FIGURE 5.36: LIME expalanations for the top 3 classes for image classification made by Google’s Inception neural network. The example is taken from the LIME paper, Ribeiro 2016.

5.7.4 Advantages

  • Even if you exchange the underlying machine learning model, you can still use the same local, interpretable model for explanation. Suppose the people looking at the explanations understand decision trees best. Because you use local surrogate models, you use decision trees as explanation without having to actually use a decision tree to make the predictions. For example, you could use an SVM. And if it turns out that an xgboost model works better, you can replace the SVM and still keep the decision trees to explain the predictions.
  • Local surrogate models benefit from the literature and experience of training and interpreting interpretable models.
  • When using LASSO or short trees, the resulting explanations are short (=selective) and possibly contrastive. Therefore, they make human-friendly explanations. That’s why I see LIME more in applications where the recipient of the explanation is a lay person or someone with very little time. It is not sufficient for complete causal attributions, so I don’t see LIME in compliance scenarios where you might be legally required to fully explain a prediction. Also for debugging machine learning models, it is useful to have all the reasons instead of a few.
  • LIME is one of the few methods that works for tabular data, texts and images.
  • The fidelity measure (how well the interpretable model approximates the black box predictions) gives us a good idea of how reliable the interpretable model is in explaining the black box predictions in the neighbourhood of the data instance of interest.
  • LIME is implemented in Python and R (lime package and iml package) and is very easy to use.
  • The explanations created with local surrogate models can use other features than the original model. This can be a big advantage over other methods, especially if the original features cannot bet interpreted. A text classifier can rely on abstract word embeddings as features, but the explanation can use the presence or absence of words in a sentence. A regression model can rely on non-interpretable transformation of some attributes, but the explanations can be created with the original attributes.

5.7.5 Disadvantages

  • The correct definition of the neighbourhood is a very big, unsolved problem when using LIME with tabular data. IMHO it is the biggest problem with LIME and why I would only advise to use it with great care. For each application you have to try out different kernel settings and see for yourself if it makes sense. Unfortunately, that’s the best advice I can give to find good kernel widths.
  • Sampling could be improved in the current implementation of LIME. Data point are sampled from a Gaussian distribution, ignoring the correlation between the features.
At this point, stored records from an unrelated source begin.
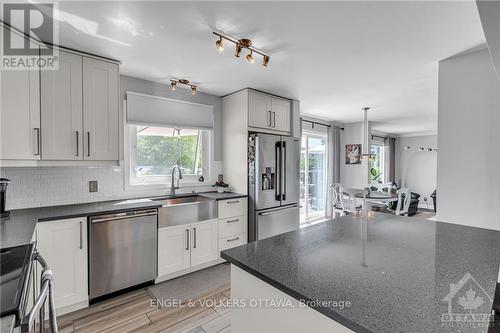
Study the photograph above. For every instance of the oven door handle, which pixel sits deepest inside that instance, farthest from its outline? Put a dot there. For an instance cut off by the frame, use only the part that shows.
(46, 291)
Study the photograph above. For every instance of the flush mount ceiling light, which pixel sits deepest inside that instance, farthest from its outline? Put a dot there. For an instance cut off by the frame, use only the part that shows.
(174, 82)
(241, 44)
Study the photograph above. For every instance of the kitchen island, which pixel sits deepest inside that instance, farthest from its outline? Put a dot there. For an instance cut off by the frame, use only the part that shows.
(381, 274)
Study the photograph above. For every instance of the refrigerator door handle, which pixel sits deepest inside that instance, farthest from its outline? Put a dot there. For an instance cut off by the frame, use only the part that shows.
(278, 170)
(283, 170)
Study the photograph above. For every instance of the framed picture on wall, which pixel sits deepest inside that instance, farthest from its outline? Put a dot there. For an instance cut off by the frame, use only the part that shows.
(352, 152)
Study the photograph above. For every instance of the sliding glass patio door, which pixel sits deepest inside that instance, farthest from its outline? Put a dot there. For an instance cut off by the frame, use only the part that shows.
(313, 173)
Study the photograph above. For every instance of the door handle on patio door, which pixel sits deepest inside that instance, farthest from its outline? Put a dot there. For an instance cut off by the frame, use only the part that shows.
(278, 170)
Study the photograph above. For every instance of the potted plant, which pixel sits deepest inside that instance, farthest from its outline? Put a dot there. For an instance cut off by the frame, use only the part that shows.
(221, 186)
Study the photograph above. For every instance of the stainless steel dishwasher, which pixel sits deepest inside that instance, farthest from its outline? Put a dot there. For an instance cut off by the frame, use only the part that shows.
(123, 250)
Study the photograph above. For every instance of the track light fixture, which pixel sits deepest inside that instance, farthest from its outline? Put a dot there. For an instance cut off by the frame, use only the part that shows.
(237, 51)
(250, 57)
(265, 61)
(174, 82)
(219, 45)
(241, 44)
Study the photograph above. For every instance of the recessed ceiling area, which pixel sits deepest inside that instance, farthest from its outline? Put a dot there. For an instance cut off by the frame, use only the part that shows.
(335, 57)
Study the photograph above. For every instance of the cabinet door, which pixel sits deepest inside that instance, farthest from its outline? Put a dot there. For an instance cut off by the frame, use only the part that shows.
(281, 114)
(204, 242)
(63, 244)
(100, 109)
(173, 249)
(61, 110)
(19, 114)
(259, 110)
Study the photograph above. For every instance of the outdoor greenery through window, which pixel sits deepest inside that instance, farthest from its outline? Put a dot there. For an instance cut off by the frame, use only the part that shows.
(156, 150)
(377, 164)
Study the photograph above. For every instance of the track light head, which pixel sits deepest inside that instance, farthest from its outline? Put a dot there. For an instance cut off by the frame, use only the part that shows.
(250, 57)
(238, 50)
(219, 45)
(265, 61)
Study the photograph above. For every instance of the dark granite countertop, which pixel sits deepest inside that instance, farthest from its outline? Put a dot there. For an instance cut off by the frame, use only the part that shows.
(18, 228)
(397, 272)
(222, 196)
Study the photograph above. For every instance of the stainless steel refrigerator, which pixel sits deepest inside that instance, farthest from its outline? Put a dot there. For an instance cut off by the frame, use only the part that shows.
(273, 185)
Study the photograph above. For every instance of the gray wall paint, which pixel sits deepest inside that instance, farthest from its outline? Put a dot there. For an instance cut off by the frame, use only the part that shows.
(468, 186)
(128, 83)
(417, 169)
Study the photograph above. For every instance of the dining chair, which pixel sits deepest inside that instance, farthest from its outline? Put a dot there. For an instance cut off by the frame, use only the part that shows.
(404, 199)
(337, 198)
(352, 193)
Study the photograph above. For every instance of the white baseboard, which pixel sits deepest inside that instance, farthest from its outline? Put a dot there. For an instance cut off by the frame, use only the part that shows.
(70, 308)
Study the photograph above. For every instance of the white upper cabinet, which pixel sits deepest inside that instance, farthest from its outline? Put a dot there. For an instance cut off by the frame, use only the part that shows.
(100, 110)
(281, 110)
(61, 110)
(268, 112)
(259, 110)
(19, 115)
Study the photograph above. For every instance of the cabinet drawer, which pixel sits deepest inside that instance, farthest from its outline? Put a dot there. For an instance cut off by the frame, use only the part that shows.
(232, 241)
(232, 226)
(232, 207)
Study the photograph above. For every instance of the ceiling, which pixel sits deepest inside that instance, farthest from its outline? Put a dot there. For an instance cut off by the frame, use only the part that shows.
(335, 57)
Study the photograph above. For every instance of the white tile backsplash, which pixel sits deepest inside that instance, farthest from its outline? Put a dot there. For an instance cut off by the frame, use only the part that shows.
(51, 186)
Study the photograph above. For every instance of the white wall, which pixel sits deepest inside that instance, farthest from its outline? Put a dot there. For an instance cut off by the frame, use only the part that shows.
(417, 169)
(468, 182)
(352, 176)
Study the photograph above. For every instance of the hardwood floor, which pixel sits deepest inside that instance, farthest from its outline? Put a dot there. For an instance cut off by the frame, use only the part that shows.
(137, 312)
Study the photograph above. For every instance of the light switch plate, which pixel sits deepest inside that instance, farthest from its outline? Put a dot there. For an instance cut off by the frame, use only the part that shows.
(92, 185)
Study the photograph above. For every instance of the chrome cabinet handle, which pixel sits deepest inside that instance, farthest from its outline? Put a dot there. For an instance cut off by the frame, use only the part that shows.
(37, 130)
(88, 144)
(81, 235)
(194, 238)
(123, 217)
(77, 143)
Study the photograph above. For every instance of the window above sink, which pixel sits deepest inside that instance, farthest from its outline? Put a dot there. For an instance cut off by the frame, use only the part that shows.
(155, 150)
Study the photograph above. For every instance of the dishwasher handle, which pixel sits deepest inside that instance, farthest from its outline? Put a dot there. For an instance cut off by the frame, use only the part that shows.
(46, 294)
(122, 216)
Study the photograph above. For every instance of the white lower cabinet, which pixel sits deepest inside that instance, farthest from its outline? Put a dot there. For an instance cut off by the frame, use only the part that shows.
(63, 244)
(173, 250)
(182, 247)
(204, 242)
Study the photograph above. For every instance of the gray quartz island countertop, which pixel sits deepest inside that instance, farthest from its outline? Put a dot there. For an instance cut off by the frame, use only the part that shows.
(399, 274)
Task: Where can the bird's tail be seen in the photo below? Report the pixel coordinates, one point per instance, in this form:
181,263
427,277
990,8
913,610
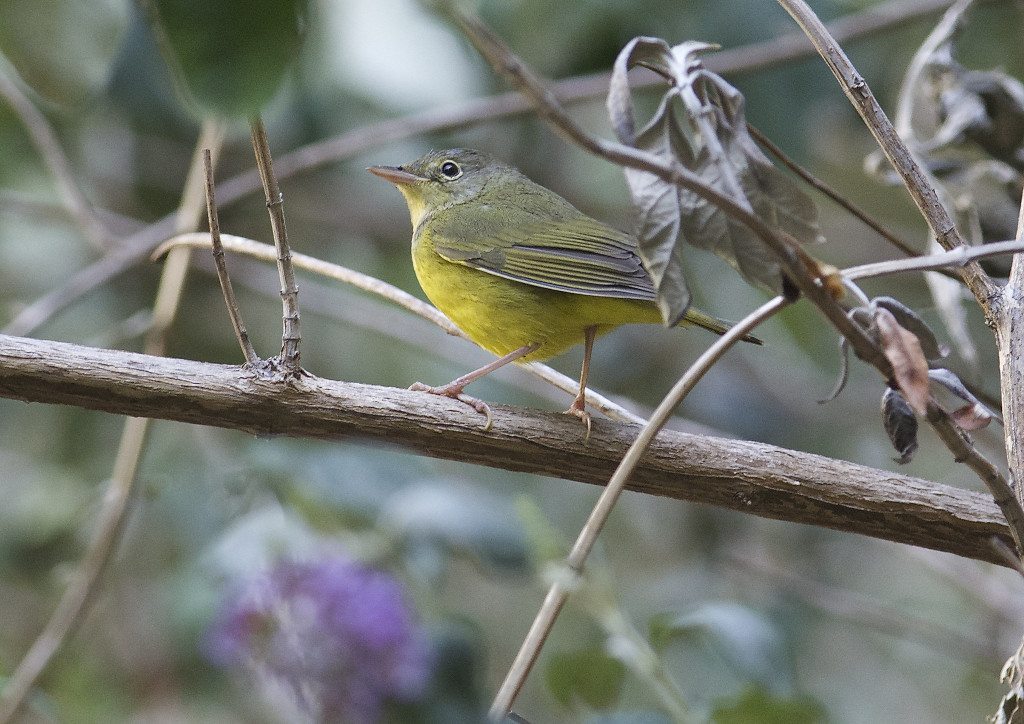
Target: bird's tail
713,324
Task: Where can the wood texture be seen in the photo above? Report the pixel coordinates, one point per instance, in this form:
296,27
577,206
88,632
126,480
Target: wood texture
752,477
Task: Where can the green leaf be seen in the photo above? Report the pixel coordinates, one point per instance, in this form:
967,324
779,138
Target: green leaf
228,55
698,103
745,640
62,49
755,706
589,675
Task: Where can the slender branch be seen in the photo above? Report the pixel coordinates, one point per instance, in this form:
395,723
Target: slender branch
782,49
752,477
289,290
559,591
1010,342
798,266
825,188
45,140
960,256
401,298
901,158
75,601
218,258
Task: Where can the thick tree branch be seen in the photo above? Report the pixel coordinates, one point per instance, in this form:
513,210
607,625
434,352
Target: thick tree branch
747,476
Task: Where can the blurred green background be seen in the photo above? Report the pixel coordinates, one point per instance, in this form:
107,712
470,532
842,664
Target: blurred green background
760,618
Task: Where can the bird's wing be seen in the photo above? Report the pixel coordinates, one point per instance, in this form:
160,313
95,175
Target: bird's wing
574,254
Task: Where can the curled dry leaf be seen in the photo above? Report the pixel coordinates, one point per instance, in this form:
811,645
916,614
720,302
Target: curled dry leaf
700,123
909,321
903,351
972,416
900,424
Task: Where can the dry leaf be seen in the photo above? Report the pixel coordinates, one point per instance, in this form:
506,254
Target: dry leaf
669,216
900,424
903,351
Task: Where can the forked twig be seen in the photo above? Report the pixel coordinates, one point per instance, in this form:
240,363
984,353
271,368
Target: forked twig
897,153
218,259
744,58
289,290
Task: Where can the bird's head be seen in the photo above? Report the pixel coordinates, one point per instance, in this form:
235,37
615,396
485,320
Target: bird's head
443,178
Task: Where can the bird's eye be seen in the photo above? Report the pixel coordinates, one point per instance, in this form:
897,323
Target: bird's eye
451,170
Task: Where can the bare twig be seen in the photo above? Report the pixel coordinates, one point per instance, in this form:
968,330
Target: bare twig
559,591
1010,340
952,258
752,477
46,143
289,290
838,198
74,603
399,297
798,266
902,160
218,258
744,58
This can lead to unlikely data points which are then used to learn local explanation models.
  • The complexity of the explanation model has to be defined in advance. That’s just a small complaint, because in the end I see no way around the user having to define the tradeoff between fidelity and sparsity.
  • Another, really big issue is the instability of the explanations. In one paper 34 the authors showed that the explanations of two very close points in a simulated setting varied strongly. Also, in my experience, if you repeat the sampling process, then the explantions that come out can be different. Instability means that it’s hard to trust the explanations, and you should be very critical.

Conclusion: Local surrogate models, with LIME as a concrete implementation, are very promising. But the method is still in development phase and many problems need to be solved before it can be safely applied.


  1. Ribeiro, M.T., Singh, S. and Guestrin, C., 2016, August. Why should i trust you?: Explaining the predictions of any classifier. In Proceedings of the 22nd ACM SIGKDD International Conference on Knowledge Discovery and Data Mining (pp. 1135-1144). ACM.

  2. Alvarez-Melis, David, and Tommi S. Jaakkola. “On the Robustness of Interpretability Methods.” arXiv preprint arXiv:1806.08049 (2018).